We supplemented the Deformable Convolutional Network (DCN v2) to minimize information loss, make the receptive field more suitable for the geometric changes of images and reduce the interference of irrelevant information [33]. Thus, the information richness of the model was enhanced. This DCN supplementation did not change the calculation operation for Stage 2 to Stage 4, but only modified the convolution operation. An ordinary 3 × 3 convolution consists of nine positions of

R = \{(- 1, - 1), (- 1, 0), \dots, (0, 1), (1, 1)\}

. The output calculation operation is expressed as follows:

y_{p 0} = \sum_{p_{n} \in R} w_{p n} \cdot (x_{p 0} + x_{p n})

(1)

where

x_{p 0}

represents the center coordinate of the convolution, and

y_{p 0}

represents the ordinary convolution output. The deformable operation was performed to add an offset convolution,

Δ P n

, for training in the convolution area and learning through an offset field that outputs 2N channels [34]. At the same time, the weight

Δ m_{k}

of the sampling part was added to the 3 × 3 offset field, which increased the degree of freedom of learning features during training and reduced the invalid extracted information.
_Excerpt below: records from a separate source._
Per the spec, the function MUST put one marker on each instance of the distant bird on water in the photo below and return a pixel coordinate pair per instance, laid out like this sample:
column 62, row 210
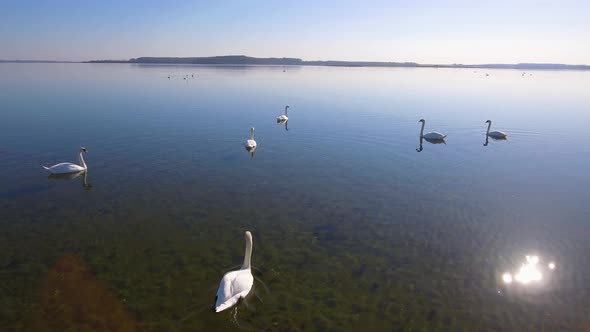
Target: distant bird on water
column 495, row 134
column 284, row 117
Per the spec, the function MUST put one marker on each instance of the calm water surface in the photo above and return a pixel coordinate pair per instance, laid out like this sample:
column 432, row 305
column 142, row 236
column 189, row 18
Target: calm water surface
column 353, row 227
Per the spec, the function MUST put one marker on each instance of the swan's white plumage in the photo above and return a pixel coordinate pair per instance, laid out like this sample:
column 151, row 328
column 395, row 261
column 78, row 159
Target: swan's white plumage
column 251, row 143
column 64, row 168
column 283, row 117
column 236, row 284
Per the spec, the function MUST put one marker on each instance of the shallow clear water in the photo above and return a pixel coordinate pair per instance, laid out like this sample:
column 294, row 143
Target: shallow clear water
column 353, row 227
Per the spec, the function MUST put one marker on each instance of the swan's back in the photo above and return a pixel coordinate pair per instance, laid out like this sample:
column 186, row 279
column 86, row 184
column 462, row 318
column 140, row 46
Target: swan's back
column 234, row 285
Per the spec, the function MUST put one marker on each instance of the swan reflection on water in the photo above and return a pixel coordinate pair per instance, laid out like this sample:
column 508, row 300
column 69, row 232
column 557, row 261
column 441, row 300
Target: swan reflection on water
column 285, row 122
column 70, row 176
column 431, row 141
column 252, row 150
column 494, row 139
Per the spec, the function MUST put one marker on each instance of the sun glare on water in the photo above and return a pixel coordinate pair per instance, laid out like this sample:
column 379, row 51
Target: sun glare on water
column 529, row 272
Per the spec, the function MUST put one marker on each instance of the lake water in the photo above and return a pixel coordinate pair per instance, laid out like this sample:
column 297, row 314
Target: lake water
column 353, row 228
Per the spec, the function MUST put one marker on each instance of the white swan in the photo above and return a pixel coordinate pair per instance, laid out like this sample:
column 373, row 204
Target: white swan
column 236, row 284
column 251, row 143
column 285, row 117
column 433, row 135
column 63, row 168
column 495, row 134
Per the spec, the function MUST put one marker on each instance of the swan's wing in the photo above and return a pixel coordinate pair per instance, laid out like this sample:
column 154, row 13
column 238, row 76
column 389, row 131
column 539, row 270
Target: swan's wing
column 234, row 285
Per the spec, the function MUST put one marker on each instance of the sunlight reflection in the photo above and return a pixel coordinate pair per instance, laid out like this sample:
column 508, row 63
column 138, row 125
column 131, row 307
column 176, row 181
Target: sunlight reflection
column 529, row 272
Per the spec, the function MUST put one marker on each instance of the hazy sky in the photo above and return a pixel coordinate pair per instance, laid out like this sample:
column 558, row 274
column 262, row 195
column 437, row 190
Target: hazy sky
column 421, row 31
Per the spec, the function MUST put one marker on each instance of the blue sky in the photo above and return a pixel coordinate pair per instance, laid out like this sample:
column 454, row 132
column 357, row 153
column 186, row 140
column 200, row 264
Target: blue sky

The learning step is expressed as follows:

y (p) = \sum_{k = 1}^{K} w_{k} \cdot x (p + p_{k} + Δ p_{k}) \cdot Δ m_{k}

(2)

Attention was performed across feature groups in combination with DCN v2, which prevents the excessive loss of small object information when the dimension of 1 × 1 convolution is increased and decreased, and a large amount of attention was focused on multi-scale objects. The backbone module is shown in Figure 4.
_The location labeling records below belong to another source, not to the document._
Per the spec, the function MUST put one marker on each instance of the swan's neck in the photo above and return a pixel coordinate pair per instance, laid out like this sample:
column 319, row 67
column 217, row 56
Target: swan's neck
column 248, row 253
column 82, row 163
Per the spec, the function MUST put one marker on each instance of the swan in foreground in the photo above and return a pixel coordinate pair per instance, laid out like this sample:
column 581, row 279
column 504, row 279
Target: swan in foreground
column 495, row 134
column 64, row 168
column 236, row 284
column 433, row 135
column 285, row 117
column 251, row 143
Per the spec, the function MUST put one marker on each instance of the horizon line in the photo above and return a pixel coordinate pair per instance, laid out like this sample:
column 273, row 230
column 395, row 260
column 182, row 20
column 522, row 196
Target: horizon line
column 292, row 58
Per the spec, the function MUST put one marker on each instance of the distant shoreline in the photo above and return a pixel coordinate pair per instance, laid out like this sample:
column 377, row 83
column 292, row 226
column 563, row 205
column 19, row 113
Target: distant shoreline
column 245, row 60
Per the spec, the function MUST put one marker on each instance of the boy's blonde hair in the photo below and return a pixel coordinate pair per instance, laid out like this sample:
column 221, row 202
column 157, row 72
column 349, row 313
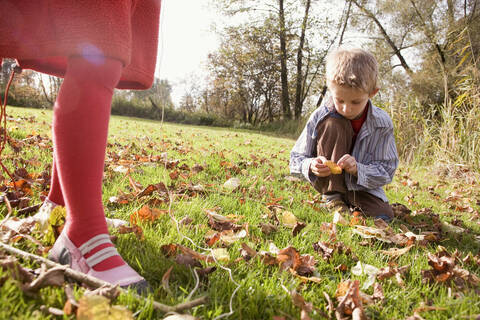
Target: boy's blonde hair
column 355, row 68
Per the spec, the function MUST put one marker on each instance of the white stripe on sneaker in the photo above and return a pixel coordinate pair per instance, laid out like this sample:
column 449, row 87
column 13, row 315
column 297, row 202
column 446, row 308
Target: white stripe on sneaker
column 101, row 255
column 94, row 242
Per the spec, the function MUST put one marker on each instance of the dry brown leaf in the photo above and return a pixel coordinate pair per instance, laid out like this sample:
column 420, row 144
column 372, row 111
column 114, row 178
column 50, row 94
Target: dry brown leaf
column 247, row 252
column 166, row 279
column 298, row 227
column 396, row 252
column 288, row 219
column 146, row 214
column 16, row 270
column 51, row 277
column 268, row 228
column 99, row 308
column 187, row 260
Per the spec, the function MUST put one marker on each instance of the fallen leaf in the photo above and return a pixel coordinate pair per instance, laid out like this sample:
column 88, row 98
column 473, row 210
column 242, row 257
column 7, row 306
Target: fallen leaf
column 288, row 219
column 166, row 279
column 51, row 277
column 232, row 184
column 247, row 252
column 178, row 316
column 146, row 214
column 298, row 227
column 187, row 260
column 98, row 307
column 220, row 254
column 365, row 269
column 16, row 270
column 268, row 228
column 396, row 252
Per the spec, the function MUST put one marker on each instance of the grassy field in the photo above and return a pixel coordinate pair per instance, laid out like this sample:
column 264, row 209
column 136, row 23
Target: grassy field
column 188, row 167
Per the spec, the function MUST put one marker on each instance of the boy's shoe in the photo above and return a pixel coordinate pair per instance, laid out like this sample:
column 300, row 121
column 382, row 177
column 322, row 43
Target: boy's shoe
column 66, row 253
column 338, row 205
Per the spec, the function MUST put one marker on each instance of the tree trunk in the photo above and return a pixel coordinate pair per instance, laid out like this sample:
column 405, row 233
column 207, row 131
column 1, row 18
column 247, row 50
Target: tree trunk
column 283, row 63
column 298, row 89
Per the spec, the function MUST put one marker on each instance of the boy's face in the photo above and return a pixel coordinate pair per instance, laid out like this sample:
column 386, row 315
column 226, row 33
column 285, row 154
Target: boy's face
column 349, row 102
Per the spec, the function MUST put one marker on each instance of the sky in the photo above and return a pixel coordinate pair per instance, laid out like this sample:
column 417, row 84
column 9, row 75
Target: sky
column 185, row 39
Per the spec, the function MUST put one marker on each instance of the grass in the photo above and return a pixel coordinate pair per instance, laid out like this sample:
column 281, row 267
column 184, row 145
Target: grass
column 261, row 164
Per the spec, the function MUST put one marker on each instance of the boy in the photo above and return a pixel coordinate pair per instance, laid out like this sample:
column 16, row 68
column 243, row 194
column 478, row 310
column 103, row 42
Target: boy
column 349, row 130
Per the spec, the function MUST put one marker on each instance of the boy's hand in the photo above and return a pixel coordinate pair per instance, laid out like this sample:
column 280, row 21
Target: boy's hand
column 348, row 163
column 318, row 168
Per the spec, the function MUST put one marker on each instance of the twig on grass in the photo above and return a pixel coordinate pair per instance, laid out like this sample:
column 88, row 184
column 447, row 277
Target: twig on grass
column 95, row 283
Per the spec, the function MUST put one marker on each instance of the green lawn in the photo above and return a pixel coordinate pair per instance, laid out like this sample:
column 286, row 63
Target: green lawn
column 194, row 163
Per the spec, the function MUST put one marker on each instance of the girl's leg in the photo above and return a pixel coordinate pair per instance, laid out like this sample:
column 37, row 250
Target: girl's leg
column 55, row 194
column 80, row 127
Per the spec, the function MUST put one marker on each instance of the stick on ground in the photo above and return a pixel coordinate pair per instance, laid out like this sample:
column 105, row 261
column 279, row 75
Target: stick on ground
column 95, row 283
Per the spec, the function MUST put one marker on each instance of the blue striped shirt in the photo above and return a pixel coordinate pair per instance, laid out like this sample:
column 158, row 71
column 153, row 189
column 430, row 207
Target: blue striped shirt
column 374, row 150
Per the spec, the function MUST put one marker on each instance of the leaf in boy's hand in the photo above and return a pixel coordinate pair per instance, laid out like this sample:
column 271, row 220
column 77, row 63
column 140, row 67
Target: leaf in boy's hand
column 334, row 168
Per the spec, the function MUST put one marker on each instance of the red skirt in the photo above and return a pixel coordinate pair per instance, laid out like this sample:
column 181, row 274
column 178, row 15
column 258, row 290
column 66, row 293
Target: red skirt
column 41, row 35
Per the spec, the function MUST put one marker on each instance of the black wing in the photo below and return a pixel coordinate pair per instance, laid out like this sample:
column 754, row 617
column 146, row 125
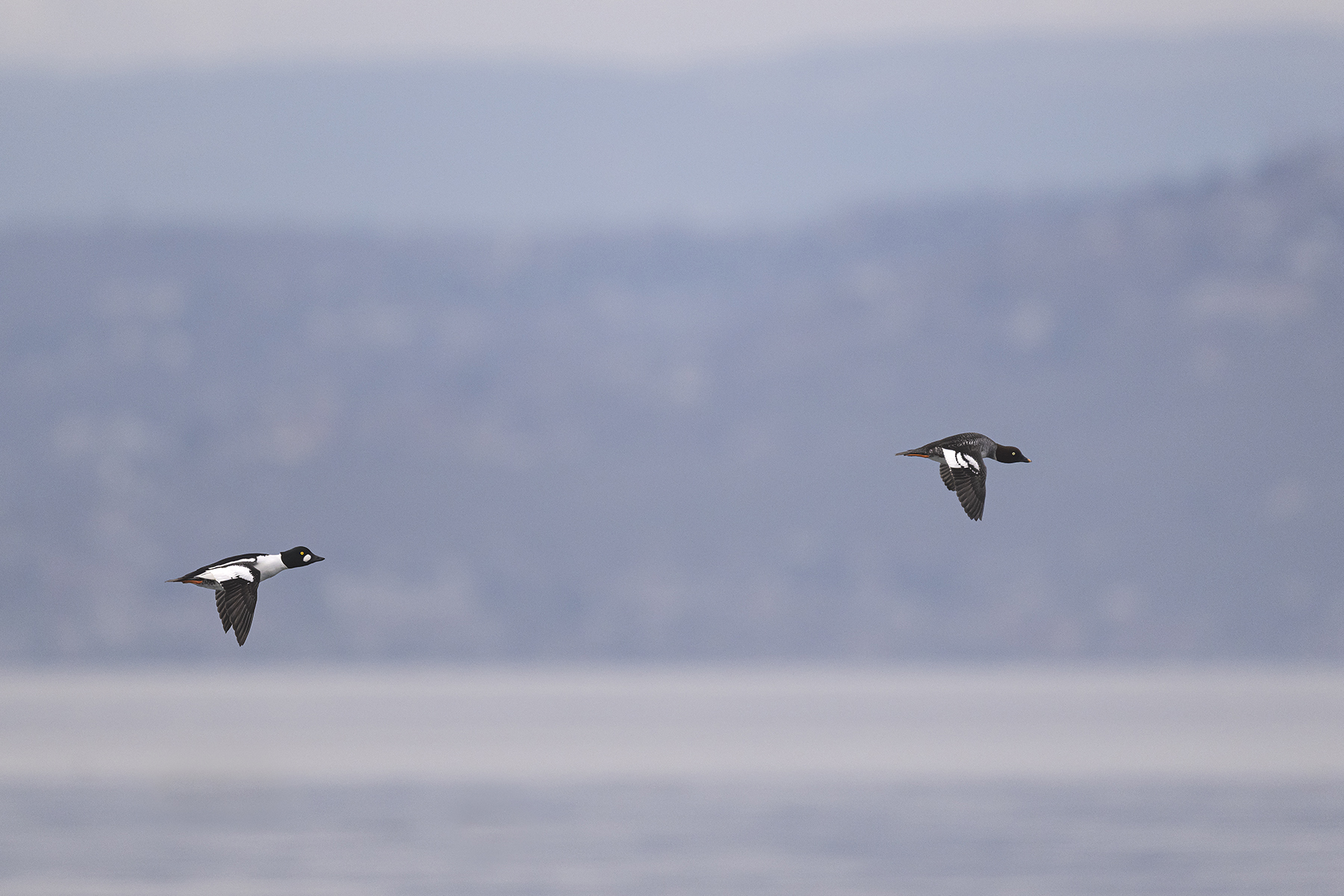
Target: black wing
column 235, row 603
column 967, row 477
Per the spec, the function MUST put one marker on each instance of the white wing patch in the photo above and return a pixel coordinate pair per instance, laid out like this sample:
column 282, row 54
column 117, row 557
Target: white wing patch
column 957, row 460
column 223, row 574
3.2. Multi-Scale Feature Fusion

In object detection, much richer semantic information can be obtained from shallow to deep convolutional neural networks, but the feature maps get smaller. As a standard component in object detection for feature fusion, FPN can fuse low-resolution feature maps with strong semantic information and high-resolution feature maps with weak semantic information. Therefore, the use of traditional Faster R-CNN in combination with FPN has been a common approach for multi-scale object detection [35].

The nearest neighbor interpolation in FPN determines the up-sampling kernel by pixel position instead of the semantic information of the feature map, which leads to a small receptive field and underutilization of the surrounding information. To overcome this problem, we added the lightweight up-sampling operator CARAFE [36], which can make full use of the object information and have a high correlation between the up-sampling kernel and the semantic information. CARAFE contains a Kernel Prediction Module and a Content-aware reassembly module. When receiving a feature map of H × W × C (where H, W, and C represent the height, width, and number of channels of the feature map, respectively). The 1 × 1 convolution is used by the up-sampling prediction module to compress the number of channels to reduce parameters and FLOPs. The up-sampling kernel size was set to kup × kup, and the up-sampling multiplicity to

σ

. After the input feature map was compressed with an output channel number of

σ^{2} k_{u p}^{2}

, the up-sampling prediction module obtained the up-sampling shape of

σ H \times σ W \times k_{u p}^{2}

. Different channels at the same location share the same up-sampling kernel. Utilizing the Kernel Prediction Module and the Content-aware Reassembly Module, CARAFE achieves weight reduction by compressing channels and generating new feature map, which contents more semantic features in multi-scale regions.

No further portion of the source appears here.